The Blood Knight - J. Gregory Keyes [18]
The horz represented wild, untamed nature. The saints of the horz were Selfan of the Pines, Rieyene of the Birds, Fessa of the Flowers, Flenz of the Vines: the wild saints. How must the wild saints feel about being bound when once the whole world must have been theirs? She remembered the horz back in Tero Gallé, where she had entered the other world. She’d had a sense of diseased anger there, of frustration become madness.
For a moment the stone walls seemed to become a hedge of black thorns, and the image of the antlered figure returned to her.
He was wild, and, like everything truly wild, he was terrifying. The thorns were trying to bind him, weren’t they? The way the walls of the horz bound wildness. But who sent the thorns?
And had she thought of that herself, or had he left it in her head? How had she made that connection?
On the east she couldn’t remember what had happened to her. On the west her mind found strange conclusions. Had she lost control of her thoughts entirely? Was she mad?

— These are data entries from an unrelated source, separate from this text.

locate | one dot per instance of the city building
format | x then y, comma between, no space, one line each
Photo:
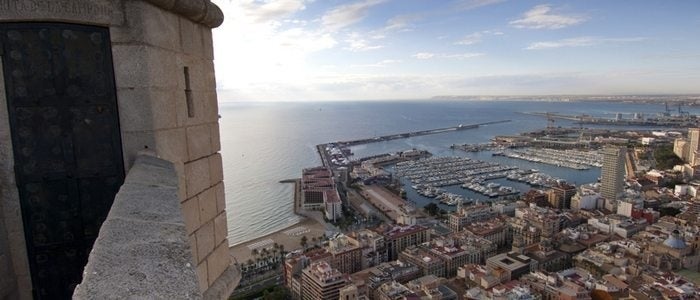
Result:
469,214
612,172
318,192
680,148
373,247
397,238
559,196
693,145
547,220
587,198
512,264
110,126
494,230
424,259
346,254
321,281
394,291
571,284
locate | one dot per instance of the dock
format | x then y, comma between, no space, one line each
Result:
326,161
417,133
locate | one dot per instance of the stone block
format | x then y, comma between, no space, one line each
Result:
197,173
220,228
144,66
205,240
218,261
190,212
207,205
207,44
198,141
202,276
135,141
190,37
193,247
220,197
216,168
171,144
103,12
181,181
148,24
215,137
146,109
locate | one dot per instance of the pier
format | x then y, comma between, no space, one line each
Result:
417,133
339,155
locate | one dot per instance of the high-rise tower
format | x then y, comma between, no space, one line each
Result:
694,143
613,172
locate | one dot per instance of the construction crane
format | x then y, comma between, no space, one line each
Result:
550,121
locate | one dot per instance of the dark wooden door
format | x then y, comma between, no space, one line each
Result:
67,147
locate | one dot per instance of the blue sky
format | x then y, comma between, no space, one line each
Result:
295,50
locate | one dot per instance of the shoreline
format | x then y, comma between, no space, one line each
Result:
288,236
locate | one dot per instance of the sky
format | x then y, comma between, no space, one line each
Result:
300,50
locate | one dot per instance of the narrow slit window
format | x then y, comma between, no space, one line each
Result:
188,94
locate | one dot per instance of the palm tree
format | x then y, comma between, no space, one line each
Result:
303,241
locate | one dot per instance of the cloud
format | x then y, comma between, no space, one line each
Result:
585,41
271,10
472,4
477,37
423,55
542,17
429,55
346,15
380,64
356,43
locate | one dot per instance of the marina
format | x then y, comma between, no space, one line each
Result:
573,159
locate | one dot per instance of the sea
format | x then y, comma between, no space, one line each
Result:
264,143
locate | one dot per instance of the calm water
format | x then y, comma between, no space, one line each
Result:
263,143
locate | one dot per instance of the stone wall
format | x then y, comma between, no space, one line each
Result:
142,250
166,92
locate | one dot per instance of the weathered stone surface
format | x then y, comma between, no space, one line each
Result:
190,38
148,24
222,287
220,228
197,176
202,274
198,141
103,12
205,240
171,144
215,137
135,141
216,263
193,246
216,168
144,66
142,254
207,205
146,109
220,197
190,210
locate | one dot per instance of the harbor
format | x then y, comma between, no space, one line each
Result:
336,154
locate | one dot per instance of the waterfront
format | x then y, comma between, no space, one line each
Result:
263,143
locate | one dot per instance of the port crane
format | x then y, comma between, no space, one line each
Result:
550,120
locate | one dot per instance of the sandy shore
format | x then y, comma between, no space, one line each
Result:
290,237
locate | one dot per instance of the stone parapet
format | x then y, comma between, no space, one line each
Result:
143,250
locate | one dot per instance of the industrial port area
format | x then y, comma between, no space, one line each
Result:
489,222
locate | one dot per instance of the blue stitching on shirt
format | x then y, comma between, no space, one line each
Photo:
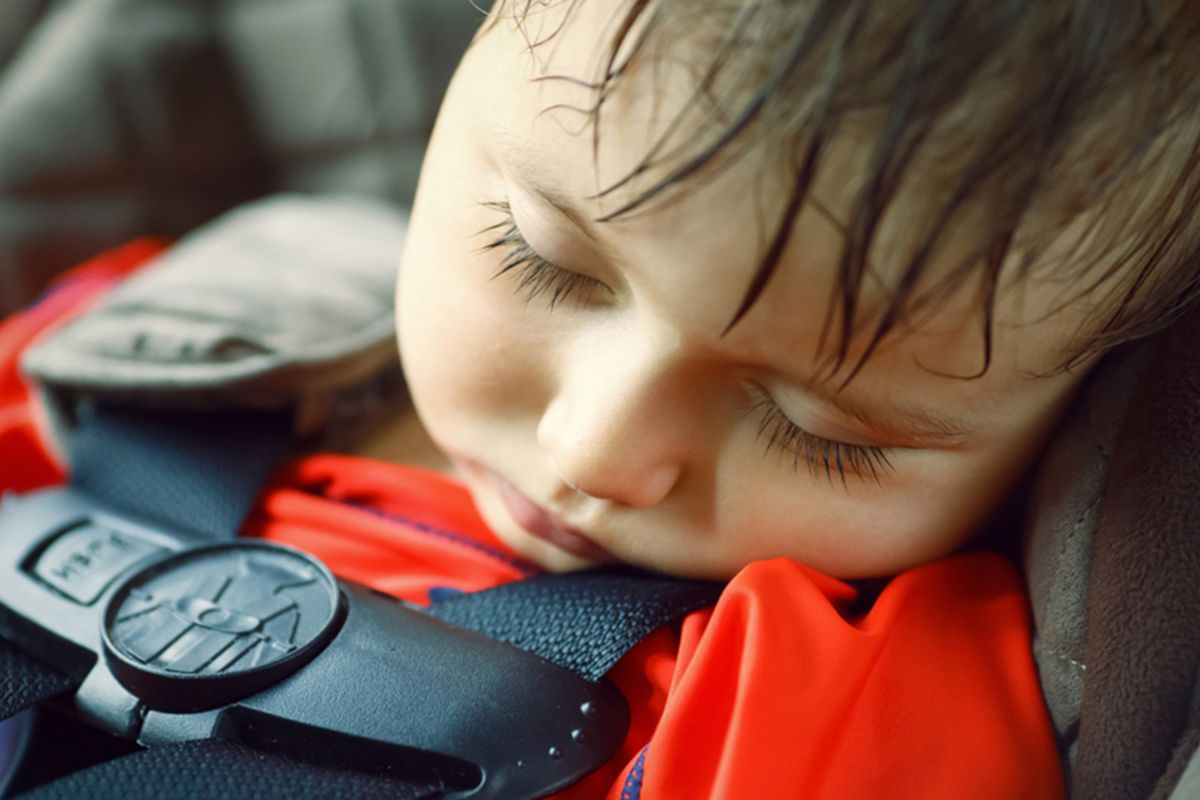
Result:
633,788
444,534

“Detoi, meyez,” someone said, interrupting her ponderings. “Quey veretoi adeyre en se zevie?”
Anne tensed and tried to focus through the dark. To her surprise, what had seemed to be a mere shadow suddenly clarified as a man of middle years wearing livery she recognized: the sunspray, spear, and leaping fish of the dukes of Loiyes.

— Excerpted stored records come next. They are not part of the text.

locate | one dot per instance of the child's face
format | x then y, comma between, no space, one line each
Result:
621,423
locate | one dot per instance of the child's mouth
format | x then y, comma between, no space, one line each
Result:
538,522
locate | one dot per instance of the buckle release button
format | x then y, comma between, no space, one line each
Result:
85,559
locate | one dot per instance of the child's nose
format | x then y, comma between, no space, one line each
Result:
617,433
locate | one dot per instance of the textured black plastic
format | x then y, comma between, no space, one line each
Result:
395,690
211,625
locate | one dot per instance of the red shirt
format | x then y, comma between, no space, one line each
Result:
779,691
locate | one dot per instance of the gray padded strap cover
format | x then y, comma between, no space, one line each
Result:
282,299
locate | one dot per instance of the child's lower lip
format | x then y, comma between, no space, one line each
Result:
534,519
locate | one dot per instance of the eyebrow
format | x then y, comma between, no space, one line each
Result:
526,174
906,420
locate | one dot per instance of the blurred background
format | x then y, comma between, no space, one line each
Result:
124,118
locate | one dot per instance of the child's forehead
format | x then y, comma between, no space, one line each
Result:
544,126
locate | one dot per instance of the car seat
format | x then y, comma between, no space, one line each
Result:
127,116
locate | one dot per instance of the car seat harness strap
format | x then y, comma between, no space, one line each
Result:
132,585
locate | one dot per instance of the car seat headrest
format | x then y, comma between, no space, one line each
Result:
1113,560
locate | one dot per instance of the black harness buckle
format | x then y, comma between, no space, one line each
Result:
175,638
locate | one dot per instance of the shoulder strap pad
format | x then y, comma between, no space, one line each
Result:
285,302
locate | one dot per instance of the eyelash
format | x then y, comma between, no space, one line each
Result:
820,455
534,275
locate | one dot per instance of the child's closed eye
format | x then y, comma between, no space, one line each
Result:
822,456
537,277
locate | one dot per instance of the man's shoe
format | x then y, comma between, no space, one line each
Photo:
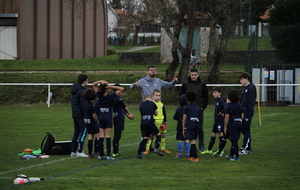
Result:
82,154
166,151
159,153
195,160
206,152
235,159
73,154
114,155
139,156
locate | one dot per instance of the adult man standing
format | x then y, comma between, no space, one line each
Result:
77,103
195,84
247,101
149,83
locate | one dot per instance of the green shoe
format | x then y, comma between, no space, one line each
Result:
114,155
219,154
206,152
222,153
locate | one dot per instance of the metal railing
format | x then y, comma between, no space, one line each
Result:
296,90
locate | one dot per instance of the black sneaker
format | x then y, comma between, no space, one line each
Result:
201,149
159,153
139,157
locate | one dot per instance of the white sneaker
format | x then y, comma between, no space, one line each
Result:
82,154
73,154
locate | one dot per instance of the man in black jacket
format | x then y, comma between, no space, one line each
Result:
77,102
195,84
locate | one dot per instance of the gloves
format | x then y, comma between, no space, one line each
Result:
163,126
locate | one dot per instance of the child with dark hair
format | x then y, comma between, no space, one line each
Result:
103,108
190,124
147,109
90,119
248,102
234,114
218,126
119,111
179,136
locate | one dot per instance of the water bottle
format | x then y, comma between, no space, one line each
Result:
44,156
31,179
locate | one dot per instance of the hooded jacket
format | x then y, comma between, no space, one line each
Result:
77,100
248,100
200,88
147,85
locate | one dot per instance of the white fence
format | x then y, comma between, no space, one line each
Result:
282,90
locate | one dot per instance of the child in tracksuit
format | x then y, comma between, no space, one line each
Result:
179,136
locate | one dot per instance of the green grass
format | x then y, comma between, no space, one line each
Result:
273,164
242,43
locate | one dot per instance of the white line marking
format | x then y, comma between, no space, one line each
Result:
46,163
62,159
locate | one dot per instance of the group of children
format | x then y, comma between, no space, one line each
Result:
99,118
228,117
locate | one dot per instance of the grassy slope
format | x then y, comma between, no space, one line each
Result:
273,165
131,72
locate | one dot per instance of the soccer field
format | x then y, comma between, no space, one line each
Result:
274,163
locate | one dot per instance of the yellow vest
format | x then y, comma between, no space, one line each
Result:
160,115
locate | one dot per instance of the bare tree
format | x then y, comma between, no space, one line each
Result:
136,14
173,15
224,13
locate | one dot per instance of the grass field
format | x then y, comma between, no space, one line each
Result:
274,163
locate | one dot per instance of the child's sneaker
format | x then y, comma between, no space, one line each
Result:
91,156
82,154
235,159
102,157
229,157
166,151
114,155
139,157
159,153
73,154
206,152
216,155
195,160
109,158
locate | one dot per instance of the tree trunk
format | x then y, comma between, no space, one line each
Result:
211,55
170,72
184,69
136,35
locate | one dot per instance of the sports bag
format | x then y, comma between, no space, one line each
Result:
47,143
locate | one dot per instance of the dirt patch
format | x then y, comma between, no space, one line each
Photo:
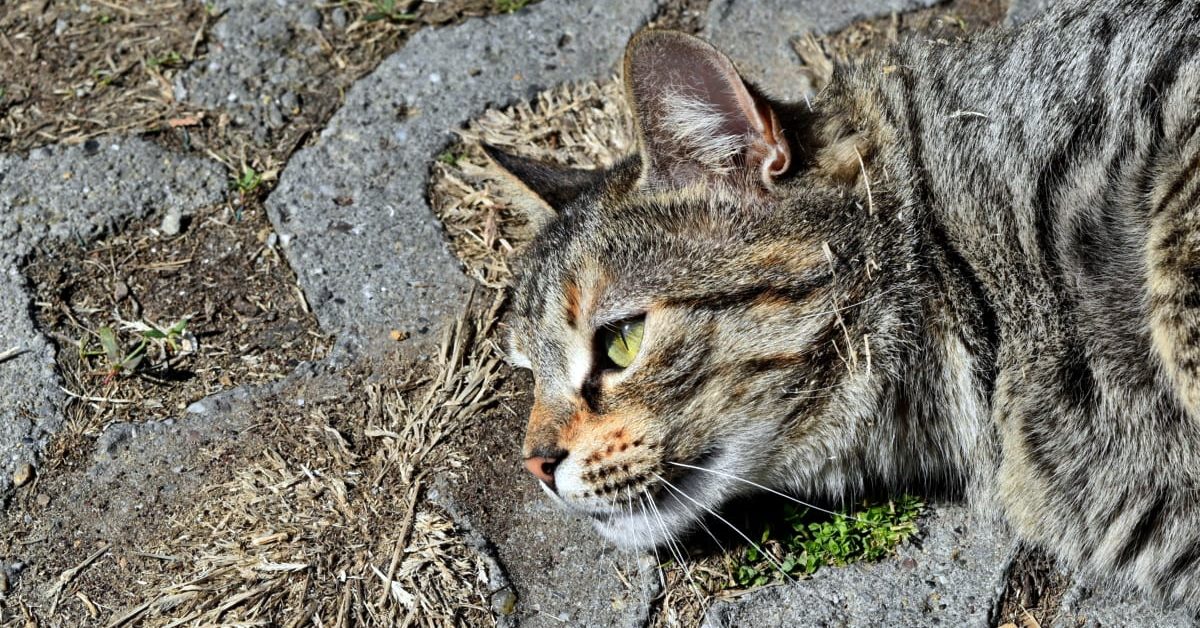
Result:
681,15
75,72
1033,591
79,70
300,507
244,318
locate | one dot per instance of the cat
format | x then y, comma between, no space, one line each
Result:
972,265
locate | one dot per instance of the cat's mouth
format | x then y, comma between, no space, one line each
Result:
669,503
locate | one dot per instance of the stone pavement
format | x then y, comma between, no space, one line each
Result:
352,217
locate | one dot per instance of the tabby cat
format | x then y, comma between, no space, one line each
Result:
961,264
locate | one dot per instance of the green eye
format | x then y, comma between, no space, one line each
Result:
622,341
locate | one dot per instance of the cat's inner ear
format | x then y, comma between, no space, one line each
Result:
543,190
696,118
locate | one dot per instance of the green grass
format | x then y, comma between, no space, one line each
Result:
510,6
120,358
169,59
247,181
808,540
387,10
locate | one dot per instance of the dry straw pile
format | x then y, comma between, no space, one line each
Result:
330,525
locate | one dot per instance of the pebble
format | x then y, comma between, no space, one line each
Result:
23,474
172,221
311,19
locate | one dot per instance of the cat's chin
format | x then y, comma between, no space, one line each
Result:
673,513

“Do you speak the king’s tongue, sir?” she asked.
“I do,” the man replied. “And I apologize for my impertinence. I could not see in the dark that you are a lady.”
Anne understood the peasant’s reaction now. Her king’s tongue and the accent she spoke it with gave her away immediately as a noble of Eslen, or one of the nobles’ close servants, at least. Her clothes, however dirty, surely confirmed it. That could be good or bad.
No, not good or bad. She was alone, without protectors. It was most probably bad.
“Whom do I have the honor of addressing, sir?”
“Mechoil MeLemved,” he replied. “Captain of the guard of Sevoyne. Are you lost, lady?”
“I’m on my way to Glenchest.”
“Alone? And in these times?”
“I had companions. We were separated.”
“Well, come in from the cold, lady. The coirmthez—I’m sorry, the inn—will have a room for you. Perhaps your companions are already waiting for you.”
Anne’s hopes slumped further. The captain seemed too unsurprised, too ready to accommodate her.
“I should warn you, Captain MeLemved,” she said, “that attempts have been made to deceive me into harm before, and my patience is very short with that sort of thing.”
“I don’t understand, Princess,” the captain said. “What harm could I mean you?”
She felt her face freeze.
“None, I’m sure,” she said.
She kicked Prespine into motion, wheeling to turn around. As she did so, she discovered there was someone behind her, and even as she perceived that, she noticed something in her peripheral vision just before it slapped her hard across the side of the head.
She gasped as everything spun in four or five directions, and then strong fingers pinched into her arms, dragging her from her mount. She squirmed, kicked, and screamed, but her cries were stifled quickly by something shoved into her mouth, followed immediately by a smell of grain as a sack was pulled over her head. Anger flared, and she reached to the place in her where sickness dwelled, sickness she could give to others.
What she found instead was a terror so vivid that her only escape from it was another retreat into darkness.
She woke sputtering, her nose burning, her throat closed. An acrid alcoholic stench suffused everything, but that seemed strangely distant.
Her eyes peeled open, and she saw through a glassy vertigo that she was in a small room lit by several candles. Someone was holding her hair back, and though she felt her roots pulling, it didn’t hurt that much.